Returning to America from the Middle East was a painful and long process of acclimating back to American culture. Compared to Jerusalem, British and American cultures seemed like kissing cousins, so I logically concluded it would be a quick transition. During Christmas break I experienced a few shocking moments in the mall when I spotted wife beaters, gold chains, grungy sweats worn in public and mullets –and we are not talking Euro Mullets but legit down to your butt cuts- and after this I decided I could handle American culture mullets and all. I was wrong; for under the umbrella of American Culture lies a subculture which I did not account for: “the Bubble of BYU”.

Appearances
Brigham Young University is a unique campus, besides the obvious high levels of chastity and sobriety. The culture shock I experienced sinks a bit deeper, deep into those dark roots of the Utah platinum blond. They may be hard to spy at times due to excessive ratting which provides a shield. The culture shock lies within the orange finger painting foundation and smoky eye shadow. I have became accustomed to the dapper old British men in their argyle, the businessmen in sharp suits and ties, women wearing eclectic and chic ensembles and the casual Brit still sporting cords or nice trousers with a smart jumper. Instead I see one to many ugg boots paired with nondescript sweaters and the more homely unadventurous shirt and jeans which hang limply swallowing up the wearer.

Social
I felt so comfortable in London because both the Brits and I am private and somewhat cold people. So, when fifty or so people I do not know smile at me while I walk on campus it makes me uneasy. My only response is to set my eyes to the pavement and hope I get to class safely. Smiling at complete strangers could be construed as a wonderful uplifting gesture, but to me it’s a bit creepy. It does not stop at awkward lip splitting smiles…it continues into awkward greetings and conversations. While waiting outside of my French classroom with fellow students a passing engineering major –I’m assuming his major because we were in the engineering building and his lack of social skills and nerdy persona could only be an engineering major- asked us what class we were waiting for and we replied French.

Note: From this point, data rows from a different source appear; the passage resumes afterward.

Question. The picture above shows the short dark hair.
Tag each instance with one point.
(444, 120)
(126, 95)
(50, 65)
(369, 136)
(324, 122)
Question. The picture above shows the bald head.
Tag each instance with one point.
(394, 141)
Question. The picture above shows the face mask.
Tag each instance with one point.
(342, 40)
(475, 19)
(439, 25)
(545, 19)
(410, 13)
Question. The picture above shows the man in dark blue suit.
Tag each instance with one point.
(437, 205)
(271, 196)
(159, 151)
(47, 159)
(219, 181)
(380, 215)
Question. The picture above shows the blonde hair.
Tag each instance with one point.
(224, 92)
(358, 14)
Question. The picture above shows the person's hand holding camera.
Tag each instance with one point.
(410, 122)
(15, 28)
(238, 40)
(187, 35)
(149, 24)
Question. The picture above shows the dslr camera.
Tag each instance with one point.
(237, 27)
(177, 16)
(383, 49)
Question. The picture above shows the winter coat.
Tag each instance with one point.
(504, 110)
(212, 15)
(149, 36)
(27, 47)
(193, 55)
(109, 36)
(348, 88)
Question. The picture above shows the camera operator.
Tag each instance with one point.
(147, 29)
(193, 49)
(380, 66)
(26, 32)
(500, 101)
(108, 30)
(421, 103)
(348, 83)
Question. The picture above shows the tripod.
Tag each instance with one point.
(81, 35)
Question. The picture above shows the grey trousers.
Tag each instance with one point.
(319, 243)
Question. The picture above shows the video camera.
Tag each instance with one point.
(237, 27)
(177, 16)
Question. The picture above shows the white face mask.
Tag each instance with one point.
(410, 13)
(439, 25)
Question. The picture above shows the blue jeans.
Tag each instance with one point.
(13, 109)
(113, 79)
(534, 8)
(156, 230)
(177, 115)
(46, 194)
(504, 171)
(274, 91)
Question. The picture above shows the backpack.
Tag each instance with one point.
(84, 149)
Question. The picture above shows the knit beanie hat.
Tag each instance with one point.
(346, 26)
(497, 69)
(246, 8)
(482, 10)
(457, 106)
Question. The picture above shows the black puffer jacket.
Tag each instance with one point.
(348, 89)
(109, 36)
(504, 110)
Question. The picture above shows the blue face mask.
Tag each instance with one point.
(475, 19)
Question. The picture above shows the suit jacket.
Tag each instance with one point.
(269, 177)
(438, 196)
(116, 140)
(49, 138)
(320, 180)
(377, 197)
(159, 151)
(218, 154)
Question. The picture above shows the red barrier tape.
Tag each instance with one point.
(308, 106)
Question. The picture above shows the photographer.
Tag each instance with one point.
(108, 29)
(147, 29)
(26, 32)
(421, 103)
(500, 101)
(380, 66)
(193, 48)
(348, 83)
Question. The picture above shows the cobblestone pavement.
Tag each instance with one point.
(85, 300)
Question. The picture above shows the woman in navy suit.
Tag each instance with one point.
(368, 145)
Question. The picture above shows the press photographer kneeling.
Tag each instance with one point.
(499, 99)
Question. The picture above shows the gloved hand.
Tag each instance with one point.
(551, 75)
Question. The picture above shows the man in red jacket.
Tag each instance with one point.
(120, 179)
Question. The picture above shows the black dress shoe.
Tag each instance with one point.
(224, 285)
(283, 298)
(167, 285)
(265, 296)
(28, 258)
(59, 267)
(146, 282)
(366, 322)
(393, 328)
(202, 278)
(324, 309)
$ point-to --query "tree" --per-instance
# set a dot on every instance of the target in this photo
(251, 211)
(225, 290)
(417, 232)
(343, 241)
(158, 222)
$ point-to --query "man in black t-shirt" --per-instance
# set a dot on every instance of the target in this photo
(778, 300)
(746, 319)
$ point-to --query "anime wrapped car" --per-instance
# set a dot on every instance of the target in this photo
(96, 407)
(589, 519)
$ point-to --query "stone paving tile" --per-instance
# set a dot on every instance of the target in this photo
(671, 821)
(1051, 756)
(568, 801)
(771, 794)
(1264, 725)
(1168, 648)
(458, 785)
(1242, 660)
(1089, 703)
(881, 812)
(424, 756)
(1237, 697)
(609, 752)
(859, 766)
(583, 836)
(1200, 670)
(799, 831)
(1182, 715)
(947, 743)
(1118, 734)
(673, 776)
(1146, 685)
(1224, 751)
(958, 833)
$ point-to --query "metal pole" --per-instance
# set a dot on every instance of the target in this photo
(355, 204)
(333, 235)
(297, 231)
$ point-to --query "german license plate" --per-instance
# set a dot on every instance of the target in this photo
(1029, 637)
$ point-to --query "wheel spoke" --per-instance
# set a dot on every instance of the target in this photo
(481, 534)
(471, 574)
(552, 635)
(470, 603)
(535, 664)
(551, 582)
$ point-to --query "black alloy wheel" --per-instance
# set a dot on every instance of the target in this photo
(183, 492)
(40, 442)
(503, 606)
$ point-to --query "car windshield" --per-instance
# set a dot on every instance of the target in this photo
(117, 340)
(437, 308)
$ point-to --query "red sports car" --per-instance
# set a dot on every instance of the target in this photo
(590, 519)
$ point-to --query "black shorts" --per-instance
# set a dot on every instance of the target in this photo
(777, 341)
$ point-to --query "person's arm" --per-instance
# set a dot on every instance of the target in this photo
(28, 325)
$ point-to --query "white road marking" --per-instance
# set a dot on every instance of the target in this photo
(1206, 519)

A minute later he walked back the other direction and attempted to speak every cliché French phrase he could think of, but he did not speak to us, he muttered loudly under his breath while scurrying by.

Humor
I adore British dry and sarcastic humor. At BYU humor revolves around the one thing all students share: being Mormon. However, everyone around me seems to find these jokes hilarious. This convinces me that students either do not know what clever wit is or they simply have become desensitized to good humor. While at family home evening we were going around in a circle introducing ourselves and when someone asked a boy in a group if he and his roommate knew each other before, he replies “in the pre-mortal existence”. The shocking part was not the reply but the response: people laughed. I wish I could say they laughed out of pity but these were genuine giggles. While everyone shared this hilarious moment my mouth dropped open in horror.